A new survey has found that one in five young Britons think that their parents have taken drugs.
According to a poll commissioned by specialist drug and alcohol charity 'Addaction', only one percent of parents questioned think their own children take drugs, while over half of the young generation itself thought their parents 'understand about drugs'.
Of the young public questioned, 90 percent stood 'against drugs' while nine in ten feel 'little or no pressure' to take drugs when with friends.
However, one in ten still believe that celebrities taking drugs was 'cool' whereas two thirds of parents are worried about its impact on their children.
While two thirds of adults think illegal drug use among the young generation is increasing, a staggering 83 per cent blamed their parents who "don't take enough responsibility" in favour of their children.
A disappointing 2 percent revealed they would be likely to tell their parents if they were consuming drugs, but two in three still think it better to share it with friends.

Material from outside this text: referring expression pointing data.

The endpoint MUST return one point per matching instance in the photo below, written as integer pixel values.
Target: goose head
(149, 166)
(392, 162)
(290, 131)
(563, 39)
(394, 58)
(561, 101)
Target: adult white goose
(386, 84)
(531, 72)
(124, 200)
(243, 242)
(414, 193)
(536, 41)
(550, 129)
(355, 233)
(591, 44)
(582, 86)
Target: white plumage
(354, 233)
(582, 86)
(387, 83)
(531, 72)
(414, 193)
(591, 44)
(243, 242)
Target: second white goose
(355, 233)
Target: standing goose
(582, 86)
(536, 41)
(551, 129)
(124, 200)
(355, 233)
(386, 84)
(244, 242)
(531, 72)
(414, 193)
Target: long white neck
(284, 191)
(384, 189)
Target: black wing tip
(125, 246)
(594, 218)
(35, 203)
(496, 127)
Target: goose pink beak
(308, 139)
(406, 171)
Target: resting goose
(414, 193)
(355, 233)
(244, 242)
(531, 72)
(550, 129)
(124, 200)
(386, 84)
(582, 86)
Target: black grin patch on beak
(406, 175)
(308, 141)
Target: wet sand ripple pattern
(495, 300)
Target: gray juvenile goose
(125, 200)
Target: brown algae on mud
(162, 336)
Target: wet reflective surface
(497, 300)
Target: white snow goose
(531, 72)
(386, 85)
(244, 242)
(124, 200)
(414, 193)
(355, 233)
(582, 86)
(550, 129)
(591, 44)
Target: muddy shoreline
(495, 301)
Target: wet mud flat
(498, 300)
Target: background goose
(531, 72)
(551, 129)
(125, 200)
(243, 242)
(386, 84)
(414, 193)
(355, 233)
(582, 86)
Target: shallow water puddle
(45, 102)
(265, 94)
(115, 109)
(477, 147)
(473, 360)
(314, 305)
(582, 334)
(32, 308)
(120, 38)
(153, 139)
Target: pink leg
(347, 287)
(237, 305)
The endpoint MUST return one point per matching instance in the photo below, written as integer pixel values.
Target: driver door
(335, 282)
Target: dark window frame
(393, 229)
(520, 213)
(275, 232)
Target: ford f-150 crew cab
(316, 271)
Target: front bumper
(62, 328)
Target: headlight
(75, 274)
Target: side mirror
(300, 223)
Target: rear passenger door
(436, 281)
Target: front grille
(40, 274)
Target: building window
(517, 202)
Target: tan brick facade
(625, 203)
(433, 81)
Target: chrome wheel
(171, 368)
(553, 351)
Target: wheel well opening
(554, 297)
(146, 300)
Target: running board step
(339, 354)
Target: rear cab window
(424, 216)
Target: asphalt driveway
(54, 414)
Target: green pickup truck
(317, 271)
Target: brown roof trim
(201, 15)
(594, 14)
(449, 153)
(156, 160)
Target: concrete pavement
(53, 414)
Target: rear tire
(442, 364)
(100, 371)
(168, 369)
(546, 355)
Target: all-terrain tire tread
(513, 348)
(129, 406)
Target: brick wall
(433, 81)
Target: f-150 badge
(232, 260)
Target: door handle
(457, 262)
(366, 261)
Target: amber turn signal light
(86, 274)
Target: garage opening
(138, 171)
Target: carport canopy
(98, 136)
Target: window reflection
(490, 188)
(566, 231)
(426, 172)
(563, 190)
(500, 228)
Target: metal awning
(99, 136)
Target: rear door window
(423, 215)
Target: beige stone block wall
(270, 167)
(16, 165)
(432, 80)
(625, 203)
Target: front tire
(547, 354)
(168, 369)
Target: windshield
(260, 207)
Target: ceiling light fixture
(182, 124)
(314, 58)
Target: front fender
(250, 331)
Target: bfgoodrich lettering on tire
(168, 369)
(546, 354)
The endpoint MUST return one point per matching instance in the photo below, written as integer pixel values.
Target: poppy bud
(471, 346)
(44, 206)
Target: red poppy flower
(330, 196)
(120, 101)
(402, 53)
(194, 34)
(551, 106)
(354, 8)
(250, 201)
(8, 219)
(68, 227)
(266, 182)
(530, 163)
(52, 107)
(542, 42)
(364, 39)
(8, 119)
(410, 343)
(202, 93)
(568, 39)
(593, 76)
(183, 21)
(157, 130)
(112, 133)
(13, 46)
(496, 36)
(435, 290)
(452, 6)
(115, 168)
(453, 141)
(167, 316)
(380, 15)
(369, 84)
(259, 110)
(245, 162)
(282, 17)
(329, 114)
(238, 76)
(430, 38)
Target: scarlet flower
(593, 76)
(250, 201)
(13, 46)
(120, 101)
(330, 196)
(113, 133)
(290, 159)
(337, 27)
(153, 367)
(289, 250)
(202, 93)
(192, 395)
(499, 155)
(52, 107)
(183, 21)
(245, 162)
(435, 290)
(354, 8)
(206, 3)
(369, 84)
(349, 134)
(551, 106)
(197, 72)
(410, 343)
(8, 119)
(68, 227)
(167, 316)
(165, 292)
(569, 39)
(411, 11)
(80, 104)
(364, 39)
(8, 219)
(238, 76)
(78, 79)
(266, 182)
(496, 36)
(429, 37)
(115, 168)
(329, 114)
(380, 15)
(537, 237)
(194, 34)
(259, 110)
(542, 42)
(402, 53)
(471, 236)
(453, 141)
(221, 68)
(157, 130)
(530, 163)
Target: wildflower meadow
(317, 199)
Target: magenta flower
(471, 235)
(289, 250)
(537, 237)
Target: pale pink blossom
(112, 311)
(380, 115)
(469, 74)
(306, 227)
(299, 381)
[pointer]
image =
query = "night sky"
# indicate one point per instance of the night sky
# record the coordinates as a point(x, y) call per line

The charitable trust traced the familiarity of the drugs situation to the present generation of parents that grew in raving culture of the 1980s.
"The rave generation of the 80s have grown up and become parents," the Daily Star quoted chief executive of 'Addaction', Deborah Cameron, as commenting on the survey's findings.
"This should give us the basis for more realistic discussions between parents and children about drugs, but our concern is that the demonisation of these issues often means the debate takes place in a moral panic."
She further added: "We want to encourage a much more open dialogue within families about drugs and alcohol."
The charity has decided to launch a 10 million pound appeal on October 6 to evoke a reaction against the rising scale of drug and alcohol abuse among the young people in the UK.